Michał Kępień [Tue, 14 Jun 2022 11:13:32 +0000 (13:13 +0200)]
Remove redundant recursion quota pointer checks
When the client->recursionquota pointer was overloaded by different
features, each of those features had to be aware of that fact and handle
any updates of that pointer gracefully. Example: prefetch code
initiates recursion, attaching to client->recursionquota, then query
processing restarts due to a CNAME being encountered, then that CNAME is
not found in the cache, so another recursion is triggered, but
client->recursionquota is already attached to; even though it is not
CNAME chaining code that attached to that pointer, that code still has
to handle such a situation gracefully.
However, all features that can initiate recursion have now been updated
to use separate slots in the 'recursions' array, so keeping the old
checks in place means masking future programming errors that could
otherwise be caught - and should be caught because each feature needs to
properly maintain its own quota reference.

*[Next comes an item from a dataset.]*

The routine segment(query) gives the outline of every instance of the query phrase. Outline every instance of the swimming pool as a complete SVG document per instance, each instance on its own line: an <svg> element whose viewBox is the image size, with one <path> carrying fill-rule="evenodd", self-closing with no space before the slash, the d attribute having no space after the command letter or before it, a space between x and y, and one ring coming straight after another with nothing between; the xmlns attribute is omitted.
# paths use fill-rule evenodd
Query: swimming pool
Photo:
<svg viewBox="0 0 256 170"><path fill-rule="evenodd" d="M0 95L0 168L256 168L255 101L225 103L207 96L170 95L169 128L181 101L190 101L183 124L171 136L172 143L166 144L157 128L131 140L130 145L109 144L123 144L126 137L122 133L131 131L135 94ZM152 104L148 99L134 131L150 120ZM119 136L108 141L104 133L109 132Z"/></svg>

Remove outdated recursion quota pointer checks to enable the assertions
in isc_quota_*() functions to detect programming errors in code paths
that can start recursion. Remove an outdated comment to prevent
confusion.
Ondřej Surý [Tue, 14 Jun 2022 11:13:32 +0000 (13:13 +0200)]
Add recursionquota_detach()
Add a new helper function for detaching from the recursion quota in
order to reduce code duplication and to ensure that detaching from that
quota is always accompanied by decreasing the recursive clients counter.
Michał Kępień [Tue, 14 Jun 2022 11:13:32 +0000 (13:13 +0200)]
Add helper function for recursive-clients logging
Reduce code duplication in check_recursionquota() by extracting its
parts responsible for logging to a separate helper function.
Remove result text from the "no more recursive clients" message because
it always says "quota reached" (as the relevant branch is only evaluated
when 'result' is set to ISC_R_QUOTA) and therefore brings no additional
value.
Michał Kępień [Tue, 14 Jun 2022 11:13:32 +0000 (13:13 +0200)]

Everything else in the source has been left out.